The groups pushing for Medicare coverage of the relatively new procedure hope a recent decision by the United States Preventive Services Task Force to give virtual colonoscopies its highest safety rating could help their cause. The task force's grade-A rating also now requires insurers that sell plans under the Affordable Care Act to pay for the screenings.
Those with private insurance in Maryland also have coverage of virtual colonoscopies, thanks to a state regulation adopted in 2008 requiring private insurers to cover the procedure. Adding Medicare coverage will expand the screening to those most at risk, supporters said.
"The best colorectal cancer screening exam is the one that a person chooses to use," Eric Hargis, public policy adviser for the Colon Cancer Alliance, said in a statement. "Too many Americans are dying from a largely preventable disease that can almost always be treated if found early. Medicare coverage of virtual colonoscopy would ensure access to a proven screening method for those who cannot, or will not, have an optical colonoscopy. This will save lives."
Despite the push, not all doctors believe virtual colonoscopies should be used in place of the traditional procedure.
Dr. Anurag Maheshwari, a gastroenterologist at Mercy Medical Center who specializes in liver disease, said he only recommends the virtual procedure under special circumstances, such as a blockage in the intestine. If you find polyps through the virtual procedure, a second procedure would have to be done to remove them, he said. Polyps can be removed during a traditional colonoscopy.
Nevertheless, Maheshwari thinks Medicare should cover virtual colonoscopies.
"It has its place in medicine and we do support coverage by Medicare because lack of coverage is the reason of underutilization of the procedure," he said. "It definitely has a role to play to increase the number of patients who get colorectal screening."

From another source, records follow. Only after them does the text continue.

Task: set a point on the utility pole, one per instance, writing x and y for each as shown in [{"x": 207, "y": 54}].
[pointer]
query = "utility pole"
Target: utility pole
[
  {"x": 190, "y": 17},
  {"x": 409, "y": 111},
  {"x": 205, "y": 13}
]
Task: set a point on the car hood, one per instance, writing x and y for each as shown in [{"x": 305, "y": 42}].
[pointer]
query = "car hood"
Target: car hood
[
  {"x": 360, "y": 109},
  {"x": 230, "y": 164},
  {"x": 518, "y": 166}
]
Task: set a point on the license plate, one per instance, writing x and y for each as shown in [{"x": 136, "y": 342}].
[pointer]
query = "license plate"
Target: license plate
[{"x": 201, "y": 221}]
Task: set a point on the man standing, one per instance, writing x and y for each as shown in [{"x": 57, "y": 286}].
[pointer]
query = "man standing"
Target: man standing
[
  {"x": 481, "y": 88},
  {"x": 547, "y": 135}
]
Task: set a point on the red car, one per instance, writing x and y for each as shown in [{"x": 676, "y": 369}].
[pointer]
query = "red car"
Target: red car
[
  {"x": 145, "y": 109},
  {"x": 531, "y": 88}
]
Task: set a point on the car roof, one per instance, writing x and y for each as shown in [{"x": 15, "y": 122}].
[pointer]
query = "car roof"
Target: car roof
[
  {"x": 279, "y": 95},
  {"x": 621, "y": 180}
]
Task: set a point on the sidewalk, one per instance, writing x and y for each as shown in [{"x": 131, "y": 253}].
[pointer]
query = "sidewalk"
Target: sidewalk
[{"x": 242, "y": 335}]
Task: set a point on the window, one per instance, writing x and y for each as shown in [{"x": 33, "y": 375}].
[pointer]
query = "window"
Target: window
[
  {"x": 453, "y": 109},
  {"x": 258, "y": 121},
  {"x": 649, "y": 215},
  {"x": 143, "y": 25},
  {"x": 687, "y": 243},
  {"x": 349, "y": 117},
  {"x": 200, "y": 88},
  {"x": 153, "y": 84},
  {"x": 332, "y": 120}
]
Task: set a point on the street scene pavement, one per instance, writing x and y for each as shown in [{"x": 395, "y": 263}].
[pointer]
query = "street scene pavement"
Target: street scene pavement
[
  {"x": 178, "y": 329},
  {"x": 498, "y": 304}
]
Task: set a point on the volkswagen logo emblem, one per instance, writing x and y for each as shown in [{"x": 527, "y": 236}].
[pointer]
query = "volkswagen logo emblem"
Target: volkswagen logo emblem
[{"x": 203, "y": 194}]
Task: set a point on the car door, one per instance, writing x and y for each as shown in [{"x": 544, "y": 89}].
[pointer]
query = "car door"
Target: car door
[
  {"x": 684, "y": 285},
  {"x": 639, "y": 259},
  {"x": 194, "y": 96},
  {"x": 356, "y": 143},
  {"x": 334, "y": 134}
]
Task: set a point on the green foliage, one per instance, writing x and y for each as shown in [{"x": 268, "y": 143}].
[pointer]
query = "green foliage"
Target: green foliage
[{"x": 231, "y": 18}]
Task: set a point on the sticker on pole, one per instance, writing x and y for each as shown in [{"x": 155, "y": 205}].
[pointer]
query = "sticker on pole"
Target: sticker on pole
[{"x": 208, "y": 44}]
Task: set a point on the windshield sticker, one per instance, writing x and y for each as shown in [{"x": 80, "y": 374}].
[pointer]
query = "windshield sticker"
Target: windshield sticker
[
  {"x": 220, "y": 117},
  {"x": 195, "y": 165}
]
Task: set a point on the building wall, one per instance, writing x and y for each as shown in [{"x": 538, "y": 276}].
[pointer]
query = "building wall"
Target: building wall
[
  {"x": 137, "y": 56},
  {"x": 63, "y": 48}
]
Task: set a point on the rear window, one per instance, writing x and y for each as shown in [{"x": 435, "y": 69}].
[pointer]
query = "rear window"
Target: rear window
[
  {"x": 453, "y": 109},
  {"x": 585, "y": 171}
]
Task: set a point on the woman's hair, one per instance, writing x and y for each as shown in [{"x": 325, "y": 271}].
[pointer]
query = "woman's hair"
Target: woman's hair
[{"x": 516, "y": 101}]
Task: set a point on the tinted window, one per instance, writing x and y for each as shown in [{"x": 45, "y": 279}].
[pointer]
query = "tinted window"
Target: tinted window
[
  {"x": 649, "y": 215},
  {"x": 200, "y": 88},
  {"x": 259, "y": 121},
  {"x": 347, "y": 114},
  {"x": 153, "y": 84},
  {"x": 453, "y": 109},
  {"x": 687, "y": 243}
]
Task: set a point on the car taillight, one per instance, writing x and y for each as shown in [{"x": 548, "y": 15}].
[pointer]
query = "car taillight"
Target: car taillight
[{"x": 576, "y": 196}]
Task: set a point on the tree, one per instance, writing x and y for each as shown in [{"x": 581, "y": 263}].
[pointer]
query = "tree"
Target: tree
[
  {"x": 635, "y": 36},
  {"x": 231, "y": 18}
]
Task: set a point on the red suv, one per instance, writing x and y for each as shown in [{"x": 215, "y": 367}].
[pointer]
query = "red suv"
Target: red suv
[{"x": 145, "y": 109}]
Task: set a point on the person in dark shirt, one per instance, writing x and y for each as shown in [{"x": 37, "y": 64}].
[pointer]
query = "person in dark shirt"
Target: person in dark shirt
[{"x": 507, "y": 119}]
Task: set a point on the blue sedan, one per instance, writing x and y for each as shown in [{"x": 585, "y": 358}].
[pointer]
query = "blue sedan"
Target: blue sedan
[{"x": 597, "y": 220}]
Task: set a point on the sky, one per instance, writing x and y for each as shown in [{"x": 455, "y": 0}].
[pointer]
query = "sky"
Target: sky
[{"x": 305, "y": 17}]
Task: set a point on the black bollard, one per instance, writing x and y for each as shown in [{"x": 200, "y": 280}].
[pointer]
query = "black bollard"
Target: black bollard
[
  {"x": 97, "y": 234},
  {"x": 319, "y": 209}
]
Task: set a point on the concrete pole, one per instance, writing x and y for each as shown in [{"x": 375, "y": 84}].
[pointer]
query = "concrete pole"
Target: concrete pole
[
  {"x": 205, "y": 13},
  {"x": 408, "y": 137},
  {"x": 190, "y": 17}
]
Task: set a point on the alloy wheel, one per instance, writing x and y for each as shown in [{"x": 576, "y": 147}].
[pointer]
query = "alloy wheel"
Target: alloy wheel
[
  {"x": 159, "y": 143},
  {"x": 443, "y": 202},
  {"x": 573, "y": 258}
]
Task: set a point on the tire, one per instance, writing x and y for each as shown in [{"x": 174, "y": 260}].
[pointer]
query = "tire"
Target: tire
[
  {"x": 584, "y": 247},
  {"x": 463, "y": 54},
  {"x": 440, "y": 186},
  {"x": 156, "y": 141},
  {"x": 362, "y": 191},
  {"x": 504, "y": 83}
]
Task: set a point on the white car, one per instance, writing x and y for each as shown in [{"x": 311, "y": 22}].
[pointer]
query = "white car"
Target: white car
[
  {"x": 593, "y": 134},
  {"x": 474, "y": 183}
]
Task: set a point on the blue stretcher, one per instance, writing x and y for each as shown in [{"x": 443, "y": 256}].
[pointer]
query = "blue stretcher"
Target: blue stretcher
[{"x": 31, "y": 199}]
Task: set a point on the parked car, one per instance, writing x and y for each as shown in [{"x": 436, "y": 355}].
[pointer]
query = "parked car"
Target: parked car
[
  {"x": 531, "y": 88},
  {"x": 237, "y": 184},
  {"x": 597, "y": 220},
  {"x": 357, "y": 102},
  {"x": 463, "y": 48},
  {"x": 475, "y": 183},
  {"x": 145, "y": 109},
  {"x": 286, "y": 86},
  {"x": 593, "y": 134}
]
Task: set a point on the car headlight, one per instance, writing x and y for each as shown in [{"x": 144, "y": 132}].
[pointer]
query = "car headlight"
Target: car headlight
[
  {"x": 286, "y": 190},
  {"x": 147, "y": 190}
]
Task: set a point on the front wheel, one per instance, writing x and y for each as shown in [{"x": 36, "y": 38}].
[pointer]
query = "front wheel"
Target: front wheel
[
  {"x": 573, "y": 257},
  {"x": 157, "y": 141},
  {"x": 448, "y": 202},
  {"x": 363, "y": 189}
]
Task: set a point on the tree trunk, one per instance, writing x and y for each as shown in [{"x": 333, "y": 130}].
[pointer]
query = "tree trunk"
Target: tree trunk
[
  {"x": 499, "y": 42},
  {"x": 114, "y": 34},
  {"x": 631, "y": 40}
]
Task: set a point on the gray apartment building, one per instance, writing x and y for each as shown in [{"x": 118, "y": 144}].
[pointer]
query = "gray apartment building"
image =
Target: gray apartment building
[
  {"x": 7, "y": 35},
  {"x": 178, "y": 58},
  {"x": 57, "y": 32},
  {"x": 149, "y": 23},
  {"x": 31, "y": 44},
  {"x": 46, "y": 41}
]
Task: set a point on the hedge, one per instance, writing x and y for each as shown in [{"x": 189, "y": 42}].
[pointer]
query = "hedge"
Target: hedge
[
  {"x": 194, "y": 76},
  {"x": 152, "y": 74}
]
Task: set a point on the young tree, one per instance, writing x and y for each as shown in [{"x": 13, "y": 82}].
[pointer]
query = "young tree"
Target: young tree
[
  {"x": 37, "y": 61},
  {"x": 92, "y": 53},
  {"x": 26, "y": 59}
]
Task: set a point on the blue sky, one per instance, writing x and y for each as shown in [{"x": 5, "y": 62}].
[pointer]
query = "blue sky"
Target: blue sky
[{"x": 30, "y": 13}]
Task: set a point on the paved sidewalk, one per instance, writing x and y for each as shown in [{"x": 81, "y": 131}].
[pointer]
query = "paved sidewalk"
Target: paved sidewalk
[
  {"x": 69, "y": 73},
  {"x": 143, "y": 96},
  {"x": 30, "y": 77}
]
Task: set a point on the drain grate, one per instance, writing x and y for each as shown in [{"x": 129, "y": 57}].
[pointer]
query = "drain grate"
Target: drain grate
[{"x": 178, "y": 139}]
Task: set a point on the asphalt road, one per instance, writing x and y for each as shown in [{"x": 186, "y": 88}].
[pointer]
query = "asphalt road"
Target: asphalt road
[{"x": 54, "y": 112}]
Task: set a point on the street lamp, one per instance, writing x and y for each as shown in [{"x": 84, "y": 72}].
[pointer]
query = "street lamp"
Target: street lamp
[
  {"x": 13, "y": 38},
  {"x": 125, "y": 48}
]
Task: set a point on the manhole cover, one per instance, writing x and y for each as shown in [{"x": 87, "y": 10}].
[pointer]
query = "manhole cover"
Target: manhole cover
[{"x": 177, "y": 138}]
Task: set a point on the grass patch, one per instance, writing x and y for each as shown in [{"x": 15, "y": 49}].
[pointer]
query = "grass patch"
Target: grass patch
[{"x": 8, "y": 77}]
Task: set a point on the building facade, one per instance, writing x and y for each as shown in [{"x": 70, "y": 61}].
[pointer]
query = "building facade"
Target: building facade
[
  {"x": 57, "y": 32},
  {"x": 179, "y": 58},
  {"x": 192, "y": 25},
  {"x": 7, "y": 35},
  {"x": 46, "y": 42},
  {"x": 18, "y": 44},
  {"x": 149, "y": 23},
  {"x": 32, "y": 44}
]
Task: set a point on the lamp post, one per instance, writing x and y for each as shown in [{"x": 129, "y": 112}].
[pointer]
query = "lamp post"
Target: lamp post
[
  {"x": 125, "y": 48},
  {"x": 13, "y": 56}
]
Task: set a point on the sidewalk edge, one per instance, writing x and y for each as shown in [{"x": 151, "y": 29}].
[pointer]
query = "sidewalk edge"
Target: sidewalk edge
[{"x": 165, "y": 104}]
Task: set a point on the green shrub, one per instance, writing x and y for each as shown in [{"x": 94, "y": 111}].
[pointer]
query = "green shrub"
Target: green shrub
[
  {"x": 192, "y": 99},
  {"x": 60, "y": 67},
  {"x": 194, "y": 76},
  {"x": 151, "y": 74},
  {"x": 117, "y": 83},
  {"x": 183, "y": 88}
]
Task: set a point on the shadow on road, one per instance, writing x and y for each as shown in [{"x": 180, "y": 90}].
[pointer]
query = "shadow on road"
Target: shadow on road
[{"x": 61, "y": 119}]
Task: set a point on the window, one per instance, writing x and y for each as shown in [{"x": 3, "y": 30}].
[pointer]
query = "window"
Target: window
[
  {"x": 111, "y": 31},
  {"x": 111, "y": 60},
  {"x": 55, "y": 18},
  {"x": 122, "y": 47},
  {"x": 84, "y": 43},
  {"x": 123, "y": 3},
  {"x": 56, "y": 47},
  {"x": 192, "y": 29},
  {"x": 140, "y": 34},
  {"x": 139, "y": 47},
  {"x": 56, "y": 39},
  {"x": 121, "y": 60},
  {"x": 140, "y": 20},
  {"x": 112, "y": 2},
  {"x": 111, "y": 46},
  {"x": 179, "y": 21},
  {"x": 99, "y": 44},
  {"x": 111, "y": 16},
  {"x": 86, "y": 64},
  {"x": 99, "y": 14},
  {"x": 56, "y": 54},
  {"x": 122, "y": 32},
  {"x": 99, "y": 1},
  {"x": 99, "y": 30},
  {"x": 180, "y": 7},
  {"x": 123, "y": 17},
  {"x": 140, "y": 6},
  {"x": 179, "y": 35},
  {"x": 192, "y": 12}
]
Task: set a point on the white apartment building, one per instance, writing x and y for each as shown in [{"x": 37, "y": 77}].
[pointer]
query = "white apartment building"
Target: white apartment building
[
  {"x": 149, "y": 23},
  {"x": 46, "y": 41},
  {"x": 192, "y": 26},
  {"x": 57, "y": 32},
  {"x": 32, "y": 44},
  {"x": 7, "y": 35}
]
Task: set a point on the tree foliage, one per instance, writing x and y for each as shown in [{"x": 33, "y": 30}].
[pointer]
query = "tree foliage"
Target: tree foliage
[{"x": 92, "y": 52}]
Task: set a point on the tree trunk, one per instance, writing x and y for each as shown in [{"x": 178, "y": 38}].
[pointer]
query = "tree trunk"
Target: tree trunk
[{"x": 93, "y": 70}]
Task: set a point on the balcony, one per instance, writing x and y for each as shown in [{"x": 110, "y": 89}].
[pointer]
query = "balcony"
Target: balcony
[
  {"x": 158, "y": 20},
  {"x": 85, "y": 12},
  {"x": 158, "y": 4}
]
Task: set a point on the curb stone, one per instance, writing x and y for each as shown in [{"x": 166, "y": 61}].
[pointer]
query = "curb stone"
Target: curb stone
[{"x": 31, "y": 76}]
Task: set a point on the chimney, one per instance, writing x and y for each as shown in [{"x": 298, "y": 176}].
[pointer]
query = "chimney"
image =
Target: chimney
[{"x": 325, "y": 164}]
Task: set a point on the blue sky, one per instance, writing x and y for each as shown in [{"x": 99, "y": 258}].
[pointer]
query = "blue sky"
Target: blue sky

Patients who are at high risk for the disease — they have stool in the blood, or previous polyps — should stick to the traditional procedure, said Dr. Karen Horton, chair and professor of radiology and radiological science at the Johns Hopkins University School of Medicine.
Virtual colonoscopy "is really for the screening of average-risk patients," she said.
Dr. Bruce Greenwald, a gastroenterologist with University of Maryland Medical Center, said there are pros and cons to both procedures, but that having more options to meet patient preference is a good thing.
"The most important thing is screening and figuring out the best screening tools for each individual," Greenwald said.
Julia Hardison, 73, prefers virtual colonoscopy. She got her first one because of an obstruction in her colon. She felt a lot of discomfort that first time because doctors overinflated her intestines.
But now the retiree from Owings Mills is a convert. She got her third virtual procedure last week at Greater Baltimore Medical Center and said there is no turning back.
"I found it less invasive and less time-consuming, and I didn't have to take a drug for it," she said.